The menu choices are mostly tasty twists on standards, a selection of small plates for sharing and then some bigger dishes which act as mains.

One favourite from those tapas was the capsicum, grilled, peeled and stripped then served with goat’s cheese and smashed almonds with beautiful ingredients like that, simple is good. A kingfish “pancetta” had a bit more to it the fish salted and rolled like its porky Italian namesake then topped with tiny diced grapefruit.

The brisket at Hugo's Bistro. Picture / Babiche Martens
The brisket at Hugo's Bistro. Picture / Babiche Martens

A lot of work goes into the food even a simple croquette involves hours of salting a bluenose fillet, rinsing it in milk, simmering it with potatoes then passing it through a mouli, cooling it, crumbing and deep-frying it.

But complexity should always be in pursuit of flavour and, at least on the night I visited, the fish was a little absent on the palate, a saffron aioli adding a nice colour but little taste.
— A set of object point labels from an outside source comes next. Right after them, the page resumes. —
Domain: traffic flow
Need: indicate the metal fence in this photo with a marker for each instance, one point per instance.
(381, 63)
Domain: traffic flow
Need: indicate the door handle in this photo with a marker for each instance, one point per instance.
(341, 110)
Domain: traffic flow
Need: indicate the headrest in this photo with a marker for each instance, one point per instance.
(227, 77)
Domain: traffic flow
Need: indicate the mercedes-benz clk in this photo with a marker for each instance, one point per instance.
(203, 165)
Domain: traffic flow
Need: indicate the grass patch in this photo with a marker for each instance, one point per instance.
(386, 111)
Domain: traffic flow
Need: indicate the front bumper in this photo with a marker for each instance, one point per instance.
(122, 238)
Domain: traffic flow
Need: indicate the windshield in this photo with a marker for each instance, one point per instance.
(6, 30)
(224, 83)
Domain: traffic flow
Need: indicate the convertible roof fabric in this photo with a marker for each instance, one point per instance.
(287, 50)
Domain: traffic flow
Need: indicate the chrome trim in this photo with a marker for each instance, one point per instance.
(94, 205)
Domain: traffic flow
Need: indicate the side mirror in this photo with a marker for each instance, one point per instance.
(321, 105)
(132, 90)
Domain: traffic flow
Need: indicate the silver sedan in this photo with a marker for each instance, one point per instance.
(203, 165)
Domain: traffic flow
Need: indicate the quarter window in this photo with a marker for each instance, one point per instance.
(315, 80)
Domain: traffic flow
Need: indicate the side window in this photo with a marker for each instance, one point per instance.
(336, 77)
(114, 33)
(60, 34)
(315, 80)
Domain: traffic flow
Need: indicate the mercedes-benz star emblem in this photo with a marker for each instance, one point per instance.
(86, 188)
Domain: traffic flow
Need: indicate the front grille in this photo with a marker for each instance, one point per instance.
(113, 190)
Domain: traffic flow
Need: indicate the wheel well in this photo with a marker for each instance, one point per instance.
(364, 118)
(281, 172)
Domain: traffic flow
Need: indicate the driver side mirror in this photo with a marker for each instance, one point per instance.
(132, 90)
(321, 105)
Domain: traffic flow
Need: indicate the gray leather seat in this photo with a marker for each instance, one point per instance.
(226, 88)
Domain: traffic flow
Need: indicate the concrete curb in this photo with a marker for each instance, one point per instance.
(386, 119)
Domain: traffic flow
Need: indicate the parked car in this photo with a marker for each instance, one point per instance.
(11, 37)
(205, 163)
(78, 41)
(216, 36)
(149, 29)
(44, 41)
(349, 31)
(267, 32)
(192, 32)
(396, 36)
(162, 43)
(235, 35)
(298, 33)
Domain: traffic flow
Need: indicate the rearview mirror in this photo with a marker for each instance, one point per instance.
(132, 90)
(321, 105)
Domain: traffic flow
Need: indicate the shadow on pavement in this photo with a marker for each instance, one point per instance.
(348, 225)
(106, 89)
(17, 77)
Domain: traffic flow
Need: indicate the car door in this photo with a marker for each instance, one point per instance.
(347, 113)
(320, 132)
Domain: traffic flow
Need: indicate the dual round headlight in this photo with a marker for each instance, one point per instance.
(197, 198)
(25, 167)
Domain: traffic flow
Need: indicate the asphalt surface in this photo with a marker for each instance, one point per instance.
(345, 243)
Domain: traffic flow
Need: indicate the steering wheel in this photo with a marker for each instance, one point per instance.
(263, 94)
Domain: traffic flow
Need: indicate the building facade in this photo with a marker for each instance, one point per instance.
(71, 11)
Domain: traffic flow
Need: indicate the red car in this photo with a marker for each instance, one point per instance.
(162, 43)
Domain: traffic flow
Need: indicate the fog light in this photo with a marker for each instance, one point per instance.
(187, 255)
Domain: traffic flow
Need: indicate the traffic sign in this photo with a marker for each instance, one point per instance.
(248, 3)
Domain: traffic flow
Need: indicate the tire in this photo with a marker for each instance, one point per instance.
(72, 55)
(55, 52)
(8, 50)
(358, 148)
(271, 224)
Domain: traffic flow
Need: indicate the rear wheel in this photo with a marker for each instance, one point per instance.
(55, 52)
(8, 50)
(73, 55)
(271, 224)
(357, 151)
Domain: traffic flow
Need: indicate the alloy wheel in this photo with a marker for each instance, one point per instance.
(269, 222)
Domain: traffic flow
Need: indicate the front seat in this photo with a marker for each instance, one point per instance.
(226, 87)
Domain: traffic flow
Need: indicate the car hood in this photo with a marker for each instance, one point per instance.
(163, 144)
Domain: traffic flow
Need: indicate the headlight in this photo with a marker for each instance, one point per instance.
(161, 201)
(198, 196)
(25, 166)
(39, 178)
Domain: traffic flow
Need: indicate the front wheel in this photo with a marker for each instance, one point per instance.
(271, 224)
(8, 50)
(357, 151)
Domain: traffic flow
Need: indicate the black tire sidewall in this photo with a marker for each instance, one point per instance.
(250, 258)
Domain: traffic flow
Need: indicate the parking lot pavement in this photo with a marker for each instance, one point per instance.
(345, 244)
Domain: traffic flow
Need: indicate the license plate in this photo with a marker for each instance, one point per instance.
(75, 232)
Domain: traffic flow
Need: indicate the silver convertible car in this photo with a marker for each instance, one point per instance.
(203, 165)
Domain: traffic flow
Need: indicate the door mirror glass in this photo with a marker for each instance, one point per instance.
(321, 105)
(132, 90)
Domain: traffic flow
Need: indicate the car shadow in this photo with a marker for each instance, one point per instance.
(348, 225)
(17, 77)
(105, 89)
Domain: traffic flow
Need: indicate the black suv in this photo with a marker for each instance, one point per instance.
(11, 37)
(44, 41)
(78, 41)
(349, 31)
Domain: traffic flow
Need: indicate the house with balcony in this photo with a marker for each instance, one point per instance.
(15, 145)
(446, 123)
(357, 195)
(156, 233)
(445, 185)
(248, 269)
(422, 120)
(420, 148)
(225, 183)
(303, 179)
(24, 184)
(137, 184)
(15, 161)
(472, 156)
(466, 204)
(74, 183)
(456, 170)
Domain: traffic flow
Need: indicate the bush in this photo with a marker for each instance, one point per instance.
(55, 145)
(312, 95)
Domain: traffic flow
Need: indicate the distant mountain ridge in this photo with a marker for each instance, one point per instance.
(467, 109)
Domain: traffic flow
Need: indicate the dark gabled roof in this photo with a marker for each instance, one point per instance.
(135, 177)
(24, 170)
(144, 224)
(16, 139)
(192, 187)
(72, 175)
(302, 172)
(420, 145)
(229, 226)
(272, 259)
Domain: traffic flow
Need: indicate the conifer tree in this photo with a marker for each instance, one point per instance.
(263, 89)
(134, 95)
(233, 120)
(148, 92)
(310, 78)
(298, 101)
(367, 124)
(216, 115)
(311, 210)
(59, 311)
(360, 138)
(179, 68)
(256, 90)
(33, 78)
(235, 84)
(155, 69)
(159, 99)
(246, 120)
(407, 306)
I had a nice brisket dish, brined and smoked then sliced thin and fried. I couldn’t pick the Dijon mentioned on the menu but the creamed spinach on top worked all right, I just wish they’d served it with something more exciting than quartered tomatoes and halved gherkins.

It seemed so primitive given all the prep that went into the rest of it. A veal schnitzel was good, the usual crumb almost a bubbly batter and the pale meat contrasted with dark mushrooms and a deep jus. It could have used a little more oomph but the parmesan set it off nicely, and if it had an egg on top like they do at The Engine Room I would have been really happy.

So I reckon I was probably unlucky to be underwhelmed. The service was unimpeachable and perhaps I would have left much happier if I’d ordered differently and hadn’t had to sit through someone else’s Tinder date.

That gingerbread pudding, by the way, is the best thing I ate all night. I recommend my gluten-free neighbour return for it in the future should her condition ever improve.